Clarke claimed during his tenure as a lower-level supervisor, “The children don’t want to work. They want to go to work for one hour, half an hour.”

He believes the country has not been getting value for money over the past few decades.

“So who to blame?” he asked. “There is no system in place in works to show what people did for their day’s pay. Nobody to say we use 20 bags of cement for the day. The people going to work for half an hour. We cannot leave this country so.”

Blaming the situation on bad parenting, Clarke said the absence of proper leadership in the home is contributing to the crime situation in Tobago. The island has to date had a record 21 murders for 2024.

“Everybody here knows their children and we failed 40 years ago. I does still hear my father calling me to beat me, and he passed over 25 years now.

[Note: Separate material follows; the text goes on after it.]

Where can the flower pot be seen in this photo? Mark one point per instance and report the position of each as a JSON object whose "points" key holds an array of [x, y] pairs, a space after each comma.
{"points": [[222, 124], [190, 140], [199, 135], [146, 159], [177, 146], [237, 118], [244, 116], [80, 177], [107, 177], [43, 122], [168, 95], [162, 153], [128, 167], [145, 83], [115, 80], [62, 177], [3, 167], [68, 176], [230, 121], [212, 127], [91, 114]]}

“When we have children home and we cannot control them, what are we doing? We blaming the government, blaming the assembly.

"But the problem is we, the parents, we failed miserably.”

Long ago, he said, parents had a handle on their children and gave them tasks to keep occupied.

“At 11 years old, I could have gone to do gardening with my father. Now the parents not carrying the children to garden. As a matter of fact, like the children and them controlling the home.

“All of we know the children we have, who have gun. Right now, it mus be have gunman in here. So we know the people who are committing crime.”

Clarke said all of the discussions taking place in villages about constitutional reform will be useless if people do not correct the system.

“We have to clean up we act. We have to control we children.

"We can’t just start this process by saying that we want to reform. We have to clean up and then reform. If we take a new pot of food and put it in dirty plates, we not doing anything. Nothing at all.”